One use case is Fabric, a decentralized data marketplace that allows consumers to share data with advertisers in exchange for compensation. Fabric contends this sharing does not involve external search engines or social media companies.

For example, a shoe company buys a certain amount of Fabric’s “social cash” or “smart cash” and passes a portion of that revenue to consumers for sharing data. This social cash resides in a digital wallet that the consumer can either spend within the Fabric network or convert to traditional currency. A hundred social cash units are equal to one dollar.

Fabric, which is not related to the IBM-supported Hyperledger Fabric blockchain consortium, is designed to tie data’s earning power to user activity, such as clicks, views, shares and payments and the quality of data in a consumer user’s profile.

“Users on Fabric have complete control of their data by controlling who has access to their data,” said Paul Taylor, CEO of Fabric.

This profile includes self-declared data such as a user’s interest, wants and planned purchases.
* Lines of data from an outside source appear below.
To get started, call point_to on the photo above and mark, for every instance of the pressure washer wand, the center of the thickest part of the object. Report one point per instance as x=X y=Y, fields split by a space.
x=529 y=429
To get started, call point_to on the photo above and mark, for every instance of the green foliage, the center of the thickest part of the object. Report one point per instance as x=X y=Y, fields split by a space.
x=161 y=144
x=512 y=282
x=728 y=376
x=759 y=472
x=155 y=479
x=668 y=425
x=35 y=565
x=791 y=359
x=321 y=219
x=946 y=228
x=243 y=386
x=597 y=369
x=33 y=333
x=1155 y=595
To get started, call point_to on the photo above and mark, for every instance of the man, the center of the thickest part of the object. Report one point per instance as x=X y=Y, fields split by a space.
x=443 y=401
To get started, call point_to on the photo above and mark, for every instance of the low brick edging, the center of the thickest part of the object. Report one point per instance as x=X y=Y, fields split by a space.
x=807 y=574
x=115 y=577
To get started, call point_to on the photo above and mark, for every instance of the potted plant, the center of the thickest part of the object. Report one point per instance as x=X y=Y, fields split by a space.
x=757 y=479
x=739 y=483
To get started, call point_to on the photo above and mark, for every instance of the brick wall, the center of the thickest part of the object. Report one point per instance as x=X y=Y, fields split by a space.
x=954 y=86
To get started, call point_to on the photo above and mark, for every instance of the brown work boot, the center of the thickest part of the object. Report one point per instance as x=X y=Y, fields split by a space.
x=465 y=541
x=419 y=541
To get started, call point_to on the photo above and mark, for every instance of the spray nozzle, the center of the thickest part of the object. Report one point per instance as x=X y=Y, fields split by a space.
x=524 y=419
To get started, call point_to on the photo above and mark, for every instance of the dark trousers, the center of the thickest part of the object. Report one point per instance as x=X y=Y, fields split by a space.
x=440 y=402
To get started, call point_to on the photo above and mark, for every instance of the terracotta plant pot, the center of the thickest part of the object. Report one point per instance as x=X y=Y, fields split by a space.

“The more a user interacts with brands the more they are rewarded,” Taylor said, contending merchants will want to buy in to the model because of the “influencer” factor of consumers and the theory that this model will improve click-throughs from ads to merchant sites if the consumer has more skin in the game in the form of Fabric’s “smart currency.”

The model is different from the prevailing social network model, which Fabric and Fluree contend leaves data tracking and usage under control of the social networks. Facebook did not provide comment for this story.

Fabric's cryptocurrency is exchangeable into Libra or other cryptocurrency, Taylor said. "I believe this will increase the general awareness of cryptocurrency as a payment method with merchants."

Large technology companies often make moves that have a downwind effect on smaller firms that are ostensibly rivals. Amazon Go, for example, has fueled an entire market of technology companies that are building checkout-less technology to sell to retailers that wish to counter Amazon's influence.

And closer to Fluree and Fabric's target market is 2018's reported data sharing deal between Mastercard and Google, which spurred a movement among fintechs to use the publicity to push systems that encouraged more consumer control over data.

“The crypto space is the 'wild west' so absolutely there will be plenty of startups claiming to do it better,” said Rick Oglesby, president of AZ Payments Group.

What makes Libra unique is the backing of Facebook and other large companies which should lend credibility to the currency, Oglesby said.

But there’s still room for alternatives, and still a need to convince the market that cryptocurrencies in general are necessary.

“What is lacking is a value proposition for consumers,” Oglesby said. “Why would they want to exchange their home currency to spend any alternative currency when they don’t have to? No one has the answer to that question, so Libra is merely another currency without a use case, albeit a more credible one.”